The replacement for a crumbling underwater tunnel connecting New York City and New Jersey that carries up to 200,000 people daily just received the largest-ever federal transportation grant, according to Senate majority leader Chuck Schumer.
The $6.88 billion grant for the Gateway project includes constructing a new tunnel beneath the Hudson River parallel to the decaying North River tunnel, which is more than a century old and crumbling in the decade-plus since Superstorm Sandy flushed 3 million gallons of corrosive salt water into the tunnel.
The connection as it stands today is a narrow, two-track underwater bottleneck, in what Amtrak calls the country’s busiest stretch of mainline train track.
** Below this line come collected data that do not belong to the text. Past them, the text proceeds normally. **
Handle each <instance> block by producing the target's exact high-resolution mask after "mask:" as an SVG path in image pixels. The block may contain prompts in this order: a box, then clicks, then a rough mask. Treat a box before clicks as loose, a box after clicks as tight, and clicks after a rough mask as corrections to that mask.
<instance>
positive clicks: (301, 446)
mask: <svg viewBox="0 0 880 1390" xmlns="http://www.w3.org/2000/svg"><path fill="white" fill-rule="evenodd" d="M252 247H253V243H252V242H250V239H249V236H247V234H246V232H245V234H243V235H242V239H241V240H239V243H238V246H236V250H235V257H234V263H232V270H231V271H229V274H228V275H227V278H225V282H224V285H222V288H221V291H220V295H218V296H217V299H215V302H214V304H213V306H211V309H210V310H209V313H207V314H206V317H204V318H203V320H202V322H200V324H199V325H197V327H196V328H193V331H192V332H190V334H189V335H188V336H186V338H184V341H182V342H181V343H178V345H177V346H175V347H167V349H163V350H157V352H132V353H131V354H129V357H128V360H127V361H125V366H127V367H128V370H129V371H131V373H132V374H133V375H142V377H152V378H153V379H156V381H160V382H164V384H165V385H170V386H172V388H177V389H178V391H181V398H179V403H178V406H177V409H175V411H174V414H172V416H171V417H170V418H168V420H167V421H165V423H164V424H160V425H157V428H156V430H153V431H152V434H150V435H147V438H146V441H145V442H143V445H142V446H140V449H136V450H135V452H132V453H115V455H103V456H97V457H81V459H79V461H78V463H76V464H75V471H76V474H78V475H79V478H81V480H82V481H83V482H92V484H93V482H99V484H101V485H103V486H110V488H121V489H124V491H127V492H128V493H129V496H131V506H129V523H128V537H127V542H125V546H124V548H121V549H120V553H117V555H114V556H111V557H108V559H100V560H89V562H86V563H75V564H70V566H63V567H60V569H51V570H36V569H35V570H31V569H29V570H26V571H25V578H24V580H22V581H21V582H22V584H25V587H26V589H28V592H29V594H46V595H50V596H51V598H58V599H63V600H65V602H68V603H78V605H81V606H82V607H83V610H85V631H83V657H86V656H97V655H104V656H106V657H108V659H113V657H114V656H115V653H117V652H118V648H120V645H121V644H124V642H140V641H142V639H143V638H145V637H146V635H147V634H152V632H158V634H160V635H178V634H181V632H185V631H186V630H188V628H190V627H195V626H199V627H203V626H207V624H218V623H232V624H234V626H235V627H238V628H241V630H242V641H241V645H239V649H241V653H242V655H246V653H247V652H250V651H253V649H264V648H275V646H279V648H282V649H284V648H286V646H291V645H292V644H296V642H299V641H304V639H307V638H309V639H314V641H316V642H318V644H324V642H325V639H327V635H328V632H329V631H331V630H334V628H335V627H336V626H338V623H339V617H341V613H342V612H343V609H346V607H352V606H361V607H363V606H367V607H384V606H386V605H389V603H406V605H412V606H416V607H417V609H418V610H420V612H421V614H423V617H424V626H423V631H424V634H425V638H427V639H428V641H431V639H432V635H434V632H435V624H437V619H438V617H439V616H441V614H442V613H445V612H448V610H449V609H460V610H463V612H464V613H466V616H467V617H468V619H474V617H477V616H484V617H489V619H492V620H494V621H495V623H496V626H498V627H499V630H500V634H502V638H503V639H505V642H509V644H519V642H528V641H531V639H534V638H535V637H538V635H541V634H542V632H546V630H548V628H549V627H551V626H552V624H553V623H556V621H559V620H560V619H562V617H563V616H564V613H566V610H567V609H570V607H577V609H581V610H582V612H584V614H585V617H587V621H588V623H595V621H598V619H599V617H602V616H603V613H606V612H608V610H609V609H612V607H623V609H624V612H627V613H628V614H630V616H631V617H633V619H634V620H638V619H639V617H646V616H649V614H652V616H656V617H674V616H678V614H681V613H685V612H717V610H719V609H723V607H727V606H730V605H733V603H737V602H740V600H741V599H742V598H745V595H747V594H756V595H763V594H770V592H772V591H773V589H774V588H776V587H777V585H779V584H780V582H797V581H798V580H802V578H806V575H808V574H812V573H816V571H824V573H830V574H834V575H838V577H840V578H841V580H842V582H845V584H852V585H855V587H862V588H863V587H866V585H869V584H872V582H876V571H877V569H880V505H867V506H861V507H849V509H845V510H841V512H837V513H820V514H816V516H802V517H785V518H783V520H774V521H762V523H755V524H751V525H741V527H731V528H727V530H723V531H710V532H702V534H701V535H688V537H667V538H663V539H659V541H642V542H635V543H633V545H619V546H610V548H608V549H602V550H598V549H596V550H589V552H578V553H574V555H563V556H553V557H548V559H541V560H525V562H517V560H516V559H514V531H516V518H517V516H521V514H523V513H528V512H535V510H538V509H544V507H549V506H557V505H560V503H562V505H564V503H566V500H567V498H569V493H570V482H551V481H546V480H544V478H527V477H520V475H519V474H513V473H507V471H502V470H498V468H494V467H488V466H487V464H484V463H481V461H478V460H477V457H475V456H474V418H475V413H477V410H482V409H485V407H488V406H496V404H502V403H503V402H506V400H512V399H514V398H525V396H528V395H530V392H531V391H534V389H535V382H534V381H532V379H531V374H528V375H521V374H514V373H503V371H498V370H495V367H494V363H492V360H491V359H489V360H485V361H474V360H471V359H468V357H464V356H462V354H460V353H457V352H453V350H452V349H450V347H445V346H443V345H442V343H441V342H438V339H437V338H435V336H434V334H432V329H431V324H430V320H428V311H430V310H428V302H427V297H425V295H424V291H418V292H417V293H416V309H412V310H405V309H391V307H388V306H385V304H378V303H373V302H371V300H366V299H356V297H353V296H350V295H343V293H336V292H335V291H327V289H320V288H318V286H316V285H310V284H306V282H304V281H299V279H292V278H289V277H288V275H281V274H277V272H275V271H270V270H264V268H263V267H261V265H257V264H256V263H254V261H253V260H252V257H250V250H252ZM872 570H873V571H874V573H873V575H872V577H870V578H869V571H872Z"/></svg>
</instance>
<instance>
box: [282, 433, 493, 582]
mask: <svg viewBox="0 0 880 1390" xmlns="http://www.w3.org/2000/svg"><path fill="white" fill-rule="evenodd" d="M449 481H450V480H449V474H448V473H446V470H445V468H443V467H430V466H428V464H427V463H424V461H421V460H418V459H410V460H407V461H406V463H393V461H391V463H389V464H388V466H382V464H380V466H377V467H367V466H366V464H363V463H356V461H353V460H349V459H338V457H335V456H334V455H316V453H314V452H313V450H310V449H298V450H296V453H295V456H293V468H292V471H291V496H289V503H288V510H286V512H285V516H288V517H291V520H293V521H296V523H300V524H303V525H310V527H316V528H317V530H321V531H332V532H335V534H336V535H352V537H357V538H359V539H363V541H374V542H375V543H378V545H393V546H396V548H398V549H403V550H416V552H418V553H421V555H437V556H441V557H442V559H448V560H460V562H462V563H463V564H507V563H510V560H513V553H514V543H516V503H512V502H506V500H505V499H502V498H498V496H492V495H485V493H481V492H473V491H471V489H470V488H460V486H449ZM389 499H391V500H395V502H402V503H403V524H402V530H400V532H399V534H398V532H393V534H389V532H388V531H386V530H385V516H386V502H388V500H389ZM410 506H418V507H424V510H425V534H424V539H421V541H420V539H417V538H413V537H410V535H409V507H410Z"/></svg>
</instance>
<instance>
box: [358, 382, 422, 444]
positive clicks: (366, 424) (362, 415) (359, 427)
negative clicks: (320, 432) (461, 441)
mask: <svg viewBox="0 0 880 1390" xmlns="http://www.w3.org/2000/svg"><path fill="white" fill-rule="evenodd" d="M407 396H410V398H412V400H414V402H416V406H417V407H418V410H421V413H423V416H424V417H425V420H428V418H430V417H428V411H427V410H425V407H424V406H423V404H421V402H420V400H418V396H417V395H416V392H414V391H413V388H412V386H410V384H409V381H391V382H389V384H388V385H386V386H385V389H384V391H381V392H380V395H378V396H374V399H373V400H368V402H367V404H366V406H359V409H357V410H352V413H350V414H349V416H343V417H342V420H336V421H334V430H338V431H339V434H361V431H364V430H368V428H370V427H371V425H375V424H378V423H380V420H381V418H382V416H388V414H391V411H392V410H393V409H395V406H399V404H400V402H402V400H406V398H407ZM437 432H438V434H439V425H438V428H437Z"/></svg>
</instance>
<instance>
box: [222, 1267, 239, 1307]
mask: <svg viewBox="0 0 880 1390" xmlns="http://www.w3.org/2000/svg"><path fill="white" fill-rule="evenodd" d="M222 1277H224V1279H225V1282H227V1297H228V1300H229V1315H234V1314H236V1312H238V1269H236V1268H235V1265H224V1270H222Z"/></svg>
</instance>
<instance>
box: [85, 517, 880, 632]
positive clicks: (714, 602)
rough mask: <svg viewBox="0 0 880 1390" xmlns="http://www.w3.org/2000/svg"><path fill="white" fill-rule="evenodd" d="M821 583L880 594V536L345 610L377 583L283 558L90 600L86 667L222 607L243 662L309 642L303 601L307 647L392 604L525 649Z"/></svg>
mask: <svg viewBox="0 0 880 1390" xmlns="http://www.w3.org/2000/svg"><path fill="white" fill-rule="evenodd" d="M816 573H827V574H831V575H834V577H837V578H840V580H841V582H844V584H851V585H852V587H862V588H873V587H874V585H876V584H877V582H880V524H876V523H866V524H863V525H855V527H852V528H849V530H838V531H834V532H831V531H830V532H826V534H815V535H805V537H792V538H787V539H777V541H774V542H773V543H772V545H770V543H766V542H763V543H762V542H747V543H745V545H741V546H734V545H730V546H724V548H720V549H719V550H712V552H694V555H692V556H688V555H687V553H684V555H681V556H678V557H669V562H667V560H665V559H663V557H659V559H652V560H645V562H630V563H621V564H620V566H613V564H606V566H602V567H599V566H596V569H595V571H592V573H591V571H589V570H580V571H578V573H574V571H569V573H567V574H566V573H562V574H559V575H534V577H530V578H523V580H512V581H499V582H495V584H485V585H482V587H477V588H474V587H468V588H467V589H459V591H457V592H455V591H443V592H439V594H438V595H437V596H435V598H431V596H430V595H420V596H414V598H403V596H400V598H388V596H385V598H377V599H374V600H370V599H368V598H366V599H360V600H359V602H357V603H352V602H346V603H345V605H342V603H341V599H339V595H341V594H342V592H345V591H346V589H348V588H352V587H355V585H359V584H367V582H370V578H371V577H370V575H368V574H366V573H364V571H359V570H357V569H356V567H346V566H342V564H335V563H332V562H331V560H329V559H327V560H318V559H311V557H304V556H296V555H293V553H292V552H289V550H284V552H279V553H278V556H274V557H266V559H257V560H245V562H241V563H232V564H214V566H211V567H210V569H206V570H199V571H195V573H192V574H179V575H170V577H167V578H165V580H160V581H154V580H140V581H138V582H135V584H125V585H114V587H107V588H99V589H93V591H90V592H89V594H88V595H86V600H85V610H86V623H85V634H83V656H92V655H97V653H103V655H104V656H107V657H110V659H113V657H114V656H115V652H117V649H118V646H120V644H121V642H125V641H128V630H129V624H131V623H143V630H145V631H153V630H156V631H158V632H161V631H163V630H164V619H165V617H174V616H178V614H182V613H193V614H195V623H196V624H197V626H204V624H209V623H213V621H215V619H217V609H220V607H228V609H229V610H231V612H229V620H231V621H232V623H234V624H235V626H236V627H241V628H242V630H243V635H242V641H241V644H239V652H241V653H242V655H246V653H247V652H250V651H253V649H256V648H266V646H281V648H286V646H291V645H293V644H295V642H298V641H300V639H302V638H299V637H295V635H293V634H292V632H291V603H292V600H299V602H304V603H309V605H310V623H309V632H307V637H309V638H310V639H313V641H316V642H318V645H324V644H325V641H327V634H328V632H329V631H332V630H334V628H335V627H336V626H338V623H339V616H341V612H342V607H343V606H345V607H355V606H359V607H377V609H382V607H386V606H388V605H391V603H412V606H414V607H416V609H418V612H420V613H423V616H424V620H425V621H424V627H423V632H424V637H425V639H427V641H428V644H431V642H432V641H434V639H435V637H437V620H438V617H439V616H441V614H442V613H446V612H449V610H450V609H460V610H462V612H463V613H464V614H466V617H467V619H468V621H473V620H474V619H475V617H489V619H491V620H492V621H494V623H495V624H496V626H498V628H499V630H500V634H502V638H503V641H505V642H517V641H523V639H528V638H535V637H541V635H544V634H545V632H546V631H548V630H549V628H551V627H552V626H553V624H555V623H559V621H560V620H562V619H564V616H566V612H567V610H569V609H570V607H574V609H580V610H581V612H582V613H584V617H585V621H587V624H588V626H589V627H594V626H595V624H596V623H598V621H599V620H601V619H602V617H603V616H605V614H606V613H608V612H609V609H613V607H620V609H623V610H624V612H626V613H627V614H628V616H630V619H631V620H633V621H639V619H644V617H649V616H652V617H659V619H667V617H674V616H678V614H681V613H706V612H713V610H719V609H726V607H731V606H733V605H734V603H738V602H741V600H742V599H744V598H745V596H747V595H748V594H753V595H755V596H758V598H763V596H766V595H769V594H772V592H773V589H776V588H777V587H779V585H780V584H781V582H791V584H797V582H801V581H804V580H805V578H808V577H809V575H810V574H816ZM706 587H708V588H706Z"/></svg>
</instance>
What is mostly a three, four, and five track system throughout the Northeast Corridor funnels into two, single track tubes that connect New York and New Jersey. In all, some 24 trains per hour and 200,000 people daily (at pre-pandemic levels) pass through the tunnel, according to Amtrak.
The US Transportation Department estimates a final project cost of $17.18 billion.
The Gateway Development Commission, which is spearheading the project, calls it “the most urgent infrastructure program in America.”
The existing tunnel is key for local commuters and long-distance train travel alike.
“Traffic meltdown,” Amtrak CEO Stephen Gardner told Congress last month when asked what would happen if the current tunnel fails. “There’s huge impacts across the region because there’s insufficient tunnel and bridge capacity… And many, many residents and travelers rely on this connection.”
After the new tunnel is operational, the existing tunnel will be rehabilitated, ultimately allowing more volume and redundancy in case of an issue with one tunnel.
Gardner said the rail line and others have applied for $10 billion in federal grants, including for the Gateway project.
“It’s essential to the future of the Northeast Corridor,” he told Congress. “A future of rail transportation for passengers really across the entire east coast, and our connections to the west.”
The project has political complications. President Donald Trump opposed spending so much federal funding on the project – back when it was expected to cost only $13 billion – according to the then-Transportation Secretary, Elaine Chao.